Part 2 of 10
The Grey Man
The Ghost Ship
The Grey Man
I was up at 3:30am and ready to leave home at 4:30am for a half-hour ride to the Horseshoe Bay Ferry Terminal to catch the 6:20am Ferry to Nanaimo. I have a tendency to do silly things like that. It arises from my deep-seated fear of being late or in this case – of missing an important Ferry. Of course, it was so early that the entire terminal was still closed for the night. Not even the toll booths were showing any signs of life so I parked my Harley in the lane marked – Nanaimo. Moments later, an older man riding an older grey Heritage Special Harley parked beside me . He staggered over to talk to me because that's what us Harley Riders do. The man's skin tone was grey; his ratty-looking beard was grey; his leather jacket that had seen better days was grey and even his Harley was grey. He stunk of booze. I couldn't help but notice his nine inch curved hunting knife sheathed in a grey holster on his belt. Neither of us were in the mood for talking. We were like two wary strangers meeting for the first time in an old cowboy movie. He said “Hey”. I said, “Hey” and a lengthy silence followed. I felt a little awkward so I formulated a perfectly innocent and non-offensive question about his Harley. Just before I had the chance to ask it, however, he began snoring like a tractor. Sometime later when other vehicles began to arrive I thought it prudent to give him a gentle wake-up tap on the shoulder. I didn't want to start my holiday by seeing one of my biker- brothers dragged off by the RCMP.

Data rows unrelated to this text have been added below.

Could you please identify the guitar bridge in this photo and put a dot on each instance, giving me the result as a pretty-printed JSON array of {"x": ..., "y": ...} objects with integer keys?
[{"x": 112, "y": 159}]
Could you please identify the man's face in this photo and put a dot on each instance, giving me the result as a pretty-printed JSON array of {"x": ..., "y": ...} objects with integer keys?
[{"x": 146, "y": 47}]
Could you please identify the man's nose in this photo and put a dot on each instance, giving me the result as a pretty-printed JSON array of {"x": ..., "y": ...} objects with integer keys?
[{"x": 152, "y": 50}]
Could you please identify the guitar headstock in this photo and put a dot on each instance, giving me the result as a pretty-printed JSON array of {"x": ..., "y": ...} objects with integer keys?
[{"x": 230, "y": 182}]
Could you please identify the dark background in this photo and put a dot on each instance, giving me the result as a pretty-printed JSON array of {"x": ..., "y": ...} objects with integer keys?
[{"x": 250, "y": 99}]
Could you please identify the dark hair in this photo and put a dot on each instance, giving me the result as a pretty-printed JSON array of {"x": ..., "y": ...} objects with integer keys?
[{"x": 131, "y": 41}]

The crossing to Nanaimo on Vancouver Island took about an hour and a half. It was nothing less than spectacular. Equally beautiful was the Island's coastline bearing North along Highway 19 and passing through the sea-side towns of Parksville, Qualicum Beach and Fanny Bay. When glancing to your right, you see the breathtaking views of the Georgia Straits and the western coastline of the BC mainland still relatively untouched by man for the most part. The Pacific generally appears calm compared to the choppy white-caps of the Atlantic surrounding the shores of Great Britain. While surrounded by the awesome beauty of nature its important not to become distracted when riding on the highway. I was happily enjoying the sights when I noticed a large eagle soaring high in the sky before me. It just didn't look right and it gave me the creeps. Suddenly, he assumed a dive-bomber approach aiming directly for me. This was no ordinary eagle. The closer he got the bigger he became. He was the big granddaddy of all Eagles. He came directly for me with his wingspan reaching practically from one side of the highway to the other and with talons outstretched as if to pluck me from my bike. However, a cool head and simple physics prevailed. Even if he did have the strength to lift my body-weight of 165 lbs there was no way he could possibly lift both me and my 600 lbs Harley. Consequently, I held on to my bike very tightly while he skimmed the top of my windshield and veered upwards and away. I'm glad I didn't end up in that eagle's nest having my eyes picked-out for his supper. The City of Campbell River was our last major stop before heading on to Port Hardy and the Northern Ferry Terminal. Campbell River was most impressive due to its shoreline displaying a hundred or more Totem Poles newly crafted by the very talented Indians of that area.
Leaving the Airport Inn Motel at 5:00am for the Port Hardy Ferry Terminal was somewhat challenging. It was pitch black, foggy with heavy dew and with light rain. Visibility was limited. GPS (SAT/Nav) was helpful in finding it. Finally....What a treat! It was a scene right out of the twilight zone. Dozens of tall, powerful lamp-posts illuminated the entire harbour. The artificial light amplified the effects of the fog even more resulting in everything having an eerie, ghostly appearance. But, best of all, I found myself looking down the jaws of our ship - The Northern Expedition. Its bough was wide-open and cranked-up vertical fully exposing the vehicle decks (see photo). It was a “Ghost Ship” right out of a Hollywood movie. It was a lengthy wait before departure and during that time over fifty motorcycles arrived. It was a show better than the Vancouver motorcycle show. I was talking to a husband and wife from the States each riding similar BMW motorcycles. I was asking her what did she do for a living. I was surprised when she replied. “I'm a pilot. I fly the Airbus 330 from America to Europe and back”. So you see – you never know what type of classy people you meet on these biking adventures.